Health Insurance CEO Pay Vs. Average Worker Pay

Sources:
1. Securities and Exchange Commission, 10-K Annual Reports
2. Securities and Exchange Commission, DEF 14A Proxy Statements
(Both available at https://www.sec.gov/edgar/searchedgar/companysearch.html)

10 Comments

  1. Esther Confino on May 5, 2014 at 4:17 pm

    We must continue to publicize this atrocity. We must show the Congress that they must amend the ACA to provide a public option so that premiums for healthcare coverage will be reduced. The Congress must be called to task for their lack of courage.

    The millions being spent on salaries and administrative costs must be eliminated.



  2. leftover on May 6, 2014 at 8:07 am

    Conyers keeps introducing HR 676 only to let it die in committee. Why can’t HR 676 get a CBO score based on Gerald Friedman’s funding proposals?
    http://www.pnhp.org/sites/default/files/Funding%20HR%20676_Friedman_7.31.13.pdf

    Conyers provides the answer: Health insurance is NOT a basic right. HealthCARE is. His priorities are rooted in partisan politics, not in advancing Single Payer legislation. HR 676 is just a way for himself and other professional Progressives to gain political capital with potential voters.



  3. Connie Hammond on May 6, 2014 at 10:10 am

    Just wonderin’ isn’t an increase even more egregious now that some premiums are being subsidized by tax revenue?



  4. Kitty ernst on May 8, 2014 at 10:58 am

    Put th1s information to a people’s vote by referendum.
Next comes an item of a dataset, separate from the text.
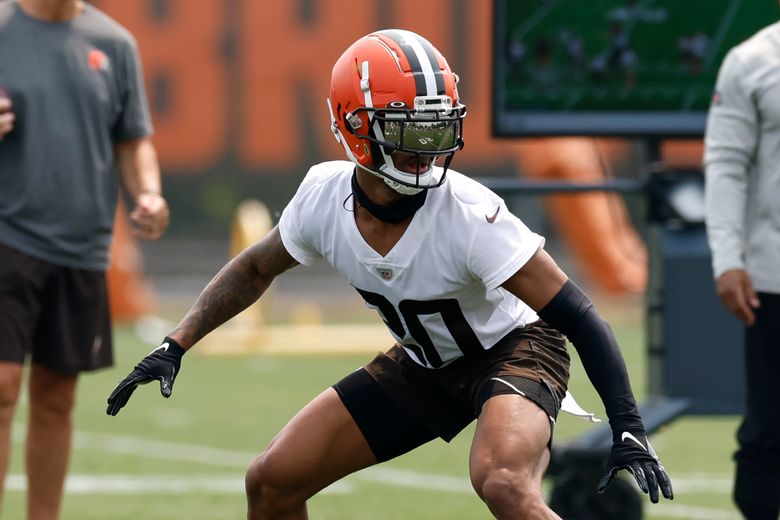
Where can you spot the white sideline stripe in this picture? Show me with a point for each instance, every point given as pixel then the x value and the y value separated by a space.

Get rid of employer based private health insurance and adopt universal health care.
    The profit driven middleman bloat feeding the top 1% is going to bring it all down. Doctor’s and nurses can’t do this alone. The media needs to step up to the plate.
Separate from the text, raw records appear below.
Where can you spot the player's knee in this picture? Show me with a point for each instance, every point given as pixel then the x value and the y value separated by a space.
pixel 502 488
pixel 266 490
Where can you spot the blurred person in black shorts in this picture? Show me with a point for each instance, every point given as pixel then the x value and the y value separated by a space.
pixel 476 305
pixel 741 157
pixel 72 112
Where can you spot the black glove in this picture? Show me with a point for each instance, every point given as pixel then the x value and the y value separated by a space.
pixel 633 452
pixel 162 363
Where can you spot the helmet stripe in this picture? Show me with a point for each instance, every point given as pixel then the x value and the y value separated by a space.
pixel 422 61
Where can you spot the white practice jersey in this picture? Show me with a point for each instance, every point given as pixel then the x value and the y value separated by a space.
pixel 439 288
  5. Michele Roberts on May 8, 2014 at 7:53 pm

    This is just obscene. How many office visits could be paid for if we were to eliminate these vultures?



    • Healthcare-NOW! on May 14, 2014 at 1:08 pm

      The average cost for a visit to the doctor, say if you’re getting a checkup, is about $158. So just the income of Aetna’s CEO ($30 million) would pay for just about 190,800 visits.
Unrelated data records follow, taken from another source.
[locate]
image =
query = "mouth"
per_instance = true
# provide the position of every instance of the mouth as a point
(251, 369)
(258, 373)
  6. James goodman,M.D. on May 9, 2014 at 12:00 am

    Earned ?
    Every single dollar of salary
    Comes from denying a patient medical care
    Earned?
    Are they really worth $14,000,000 for 12 months?
    We are a nation of idiots.
    Well,most of us anyway…….



  7. John Parkin on May 15, 2014 at 8:29 pm

    I just hope the execs who run our large health care companies are keeping up too. It would be a real shame if we actually spent this $$ on actual health patients.



  8. Edward A. Zakaib M.D. on May 25, 2014 at 8:05 am

    Fully agree, way too many administrators on obscene salaries and CEO’s even worse, but “single payer” ? Who will be the single payer? The same people who run the V. A., the Post Office, FEMA, EPA,IRS,ENERGY, EDUCATION………..

    The watchdogs watching the watchdogs???? Who will watch them?

    The reality is, all are human therefore all look out for self interest as the first priority. Smart people keep getting richer and the less intelligent will keep wallowing in modest means sufficient to keep them from expressing outrage and rebellion. History just keeps repeating itself.

    My self educated hard-working immigrant father always said to me as I reluctantly worked in our family grocery store on a Saturday night,”son,if Mr. Jones was’nt in here tonight we wouldn’t have anything on the Sunday table for the family to eat.” My dad personified service to others. It was his first priority. It is the foundation of a successful civilization.

    To our detriment we Americans have forgotten this basic fact of life.